The beating of a worker at the Damash mineral water factory in Gilan Province has once again exposed the grim reality of working-class life in Iran—a reality where demanding delayed wages can result in violence, threats, and dismissal.
Local reports confirm that workers at the Damash factory have gone without paid insurance for more than five months. When one employee pursued the matter, his employer first threatened him, then physically assaulted him, and finally barred him from returning to work. “We are all prisoners of a piece of bread,” other workers at the factory said, describing their desperation.
Authorities Side with Employers
Instead of defending workers’ rights, provincial officials sought to minimize the incident. The Director General of Cooperatives, Labor, and Social Welfare of Gilan Province spoke vaguely of the “need to investigate” but went further, suggesting that the workers seek alternative jobs through the labor office. Such remarks reflect a broader reality: labor laws in Iran are effectively unenforceable, and government institutions routinely side with employers rather than with the workforce.

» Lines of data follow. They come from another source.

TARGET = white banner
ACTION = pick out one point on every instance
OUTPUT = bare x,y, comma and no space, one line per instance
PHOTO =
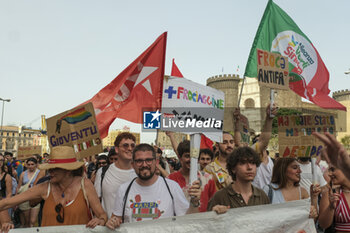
290,217
189,107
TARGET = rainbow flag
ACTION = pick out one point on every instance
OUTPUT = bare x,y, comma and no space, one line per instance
77,116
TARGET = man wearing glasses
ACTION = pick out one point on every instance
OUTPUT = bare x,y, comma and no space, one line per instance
150,196
117,173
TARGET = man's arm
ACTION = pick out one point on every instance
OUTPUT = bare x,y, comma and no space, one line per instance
173,141
335,153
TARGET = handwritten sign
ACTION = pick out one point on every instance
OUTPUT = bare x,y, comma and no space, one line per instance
77,128
295,134
25,152
272,70
244,129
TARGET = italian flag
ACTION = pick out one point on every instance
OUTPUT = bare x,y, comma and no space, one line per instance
278,33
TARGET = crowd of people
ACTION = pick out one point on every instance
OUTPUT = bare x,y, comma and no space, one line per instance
131,182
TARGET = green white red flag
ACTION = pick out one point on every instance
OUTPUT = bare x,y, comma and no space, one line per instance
278,33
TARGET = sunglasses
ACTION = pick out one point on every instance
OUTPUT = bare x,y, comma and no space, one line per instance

Protests by Workers and Retirees
The assault in Gilan comes as protests by workers and retirees continue across the country. In Tehran, employees of the Iranian Marine Engineering and Construction Company gathered outside the National Oil Company’s new building, demanding three months of unpaid wages, insurance, and benefits.
Retirees from the Social Security Organization also staged demonstrations in cities including Rasht, Shush, and Ahvaz, demanding arrears, full implementation of rights equalization, and organizational independence. In Isfahan, steel industry retirees protested outside the Pension Center, calling for free healthcare and timely payments. As usual, the regime responded with empty promises rather than concrete action.

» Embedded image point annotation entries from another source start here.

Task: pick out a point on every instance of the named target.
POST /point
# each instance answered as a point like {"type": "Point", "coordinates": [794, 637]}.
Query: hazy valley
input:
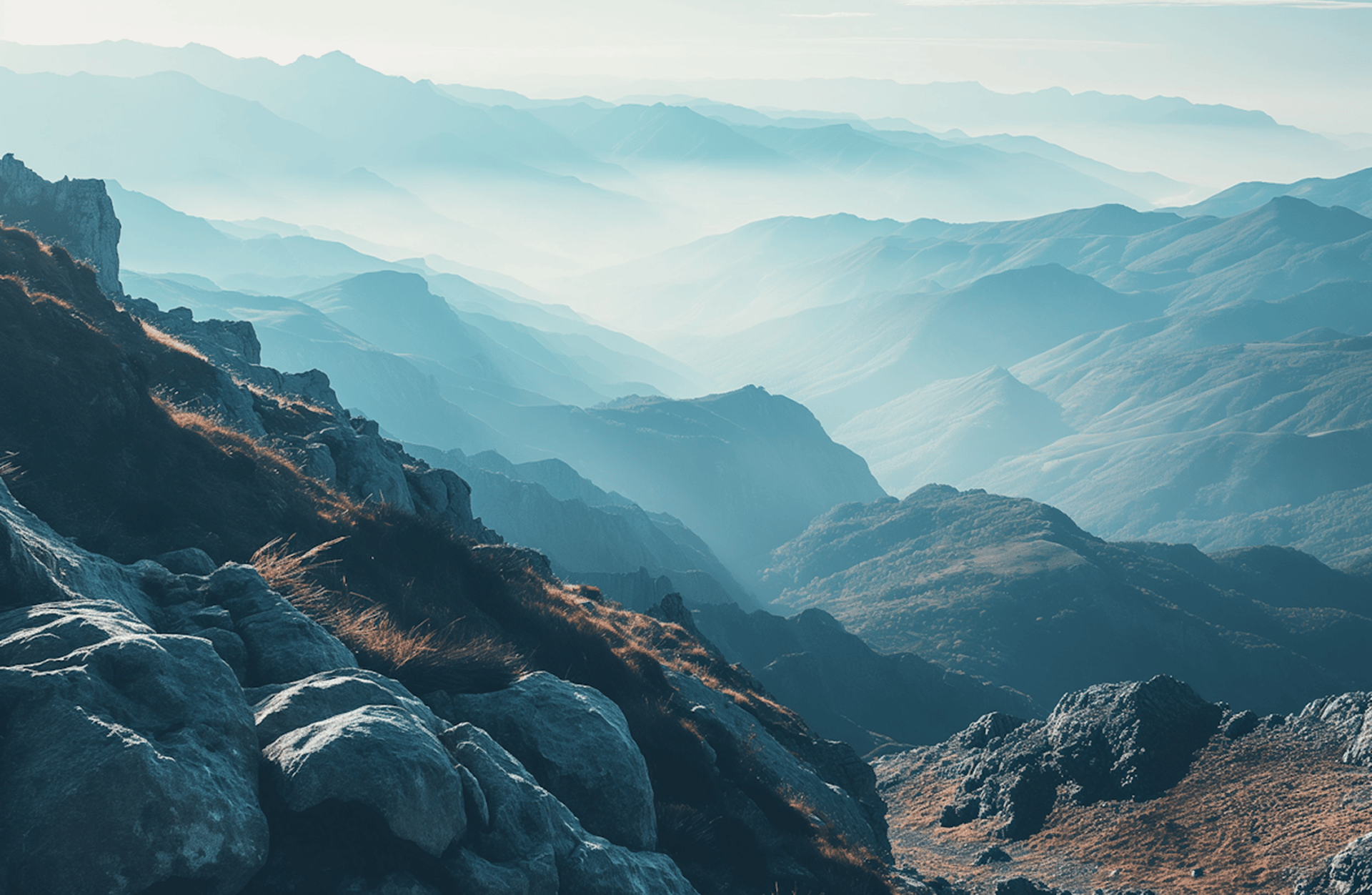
{"type": "Point", "coordinates": [722, 486]}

Mohammad Asadi, head of the Supreme Council of Iranian Pensioners, confirmed that the government had broken its pledge to pay arrears. Payments due in June were postponed under the excuse of “resource imbalances after the recent war,” he said—proof that the burden of the regime’s political crises and militarism continues to fall on impoverished pensioners.

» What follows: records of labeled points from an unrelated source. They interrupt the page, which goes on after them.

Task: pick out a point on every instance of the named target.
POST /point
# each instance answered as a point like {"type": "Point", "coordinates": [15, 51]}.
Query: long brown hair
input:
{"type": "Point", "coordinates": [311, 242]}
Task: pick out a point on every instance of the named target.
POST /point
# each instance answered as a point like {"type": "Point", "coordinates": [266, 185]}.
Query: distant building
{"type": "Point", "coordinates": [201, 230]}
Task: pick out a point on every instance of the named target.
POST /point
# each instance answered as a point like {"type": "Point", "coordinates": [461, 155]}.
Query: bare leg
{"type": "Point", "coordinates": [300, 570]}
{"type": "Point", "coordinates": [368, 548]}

Rising Fatalities and Worsening Conditions
As the livelihood crisis worsens, Iran’s workers face another danger: unsafe conditions. Alireza Raisi, Deputy Minister of Health, admitted that around 10,000 Iranian workers die each year from work-related accidents, underscoring the lack of protections in industries ranging from construction to mining.
Meanwhile, the country’s economic crisis—intensified by Western sanctions, the recent 12-Day War, and billions spent on missiles, nuclear projects, and proxy militias—has only deepened unemployment. In Lorestan, 150 contract workers at Azna Ferroalloy Company were dismissed due to “power imbalances.” Truck drivers in Behbahan lost their income after a cement factory shut down during outages. In Abhar, 20 contract workers at Siyaden Steel were denied contract renewals despite years of service. In Gachsaran, oil and gas workers protested against discriminatory wage practices.
Inflation Crushing Workers’ Lives
For many Iranian households, the struggle to survive is worsening by the day. “Red meat has long been removed from workers’ tables,” said Parviz Zaimi, a labor representative at Iran Poplin Rasht, noting that food and bread prices have jumped more than 50 percent in 2025.
Housing costs are also devastating workers. In Gilan Province, Zaimi explained, renting even a modest home in poor neighborhoods requires a deposit of 50–100 million tomans and a monthly rent of 5–10 million—completely incompatible with workers’ meager salaries. Many now juggle multiple jobs or resort to borrowing just to survive.
A Systematic Attack on Workers
From delayed wages and mass layoffs to rising prices and fatal workplace accidents, workers and retirees in Iran are caught in an endless cycle of poverty and insecurity. Every day brings new reports of deaths in mines and construction sites, or protests crushed by repression and neglect.
Instead of providing relief, the regime exacerbates the crisis through destructive policies: power shortages that trigger mass unemployment, refusal to equalize pensions, and denial of even basic rights such as health insurance.
In a system where the ruling elite prioritize war, missiles, and foreign militias over the well-being of their own citizens, Iran’s workers remain both the engine of the economy and the chief victims of its collapse.